Following a similar path was Paul Mealor’s “Ubi Caritas.” Composed for last year’s British royal wedding, its cloying, saccharine expression seemed well suited for that occasion, but perhaps not so much under more sober conditions.

Arvo Pärt’s meditative “The Beatitudes” was also not as fine as one would expect from this composer. Its repetitive, stepwise progressions quickly wore out their welcome, though the closing organ solo was more interesting and rewarding to listen to than the rest of the work that preceded it.

Closing out the program was Judith Weir’s “Ascending Into Heaven, ” another curiously pallid composition that one wish had been traded out for something more rewarding.
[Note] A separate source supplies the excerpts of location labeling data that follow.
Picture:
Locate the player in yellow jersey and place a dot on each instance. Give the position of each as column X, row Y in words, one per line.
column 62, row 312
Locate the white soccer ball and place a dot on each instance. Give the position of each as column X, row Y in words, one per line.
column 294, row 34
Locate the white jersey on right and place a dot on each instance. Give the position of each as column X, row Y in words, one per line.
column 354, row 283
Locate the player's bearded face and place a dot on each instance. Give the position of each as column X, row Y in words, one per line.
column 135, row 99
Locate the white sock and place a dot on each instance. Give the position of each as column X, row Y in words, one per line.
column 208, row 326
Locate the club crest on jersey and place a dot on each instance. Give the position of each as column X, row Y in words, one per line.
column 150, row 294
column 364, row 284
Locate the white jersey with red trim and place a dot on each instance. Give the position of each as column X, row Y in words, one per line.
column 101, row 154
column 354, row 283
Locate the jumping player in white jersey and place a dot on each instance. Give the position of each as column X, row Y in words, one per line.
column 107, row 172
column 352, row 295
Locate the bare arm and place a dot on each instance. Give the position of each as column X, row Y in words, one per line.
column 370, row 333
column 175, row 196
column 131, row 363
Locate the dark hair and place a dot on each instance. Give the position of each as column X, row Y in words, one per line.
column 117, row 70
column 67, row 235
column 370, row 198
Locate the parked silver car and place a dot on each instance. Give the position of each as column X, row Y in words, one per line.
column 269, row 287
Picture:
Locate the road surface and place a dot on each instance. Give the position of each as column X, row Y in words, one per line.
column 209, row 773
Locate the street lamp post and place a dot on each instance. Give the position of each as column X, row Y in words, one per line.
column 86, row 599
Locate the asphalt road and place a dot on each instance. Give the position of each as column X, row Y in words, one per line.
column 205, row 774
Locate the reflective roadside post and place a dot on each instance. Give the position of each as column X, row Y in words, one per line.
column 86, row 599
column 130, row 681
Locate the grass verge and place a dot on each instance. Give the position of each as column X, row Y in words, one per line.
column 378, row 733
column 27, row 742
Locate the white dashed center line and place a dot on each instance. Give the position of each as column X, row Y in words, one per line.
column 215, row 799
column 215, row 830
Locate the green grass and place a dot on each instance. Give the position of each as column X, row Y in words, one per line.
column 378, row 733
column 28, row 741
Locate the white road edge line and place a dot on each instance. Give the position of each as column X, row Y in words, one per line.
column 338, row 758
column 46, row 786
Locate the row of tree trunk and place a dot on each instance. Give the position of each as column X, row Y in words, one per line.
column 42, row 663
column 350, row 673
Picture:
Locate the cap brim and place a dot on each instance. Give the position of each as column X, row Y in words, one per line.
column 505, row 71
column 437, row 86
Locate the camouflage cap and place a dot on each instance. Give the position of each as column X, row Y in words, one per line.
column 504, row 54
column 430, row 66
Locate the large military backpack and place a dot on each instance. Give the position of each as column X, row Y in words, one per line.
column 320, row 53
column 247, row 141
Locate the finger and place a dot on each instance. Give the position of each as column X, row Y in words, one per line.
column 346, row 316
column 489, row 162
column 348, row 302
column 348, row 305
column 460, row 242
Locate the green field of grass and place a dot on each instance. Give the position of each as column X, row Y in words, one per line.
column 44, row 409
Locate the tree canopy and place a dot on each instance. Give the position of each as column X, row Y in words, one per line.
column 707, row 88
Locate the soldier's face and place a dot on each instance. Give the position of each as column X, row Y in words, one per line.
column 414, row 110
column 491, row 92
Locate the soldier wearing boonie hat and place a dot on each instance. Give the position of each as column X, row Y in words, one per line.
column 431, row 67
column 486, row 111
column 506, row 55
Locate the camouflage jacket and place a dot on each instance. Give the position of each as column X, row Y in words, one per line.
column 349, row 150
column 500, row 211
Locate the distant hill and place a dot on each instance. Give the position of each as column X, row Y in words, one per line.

That impression of the Weir piece was magnified by its being cruelly juxtaposed with the miniature masterpiece of Kurt Weill’s “Kiddush,” which had immediately preceded it. Its softly undulating harmonies, tipping its hat both to the synagogue and to Broadway, made a deep impression. The piece’s tenor solo was performed with rapt expressivity by Daniel Chaney, who sculpted the piece into a miniature aria. An appropriate interpretation given the composer’s own roots in the theatre.

Throughout, the LAMC was its ever-superb self. The status as a musical institution that Los Angeles can take pride in – and the rest of the world can envy – was again proved beyond doubt.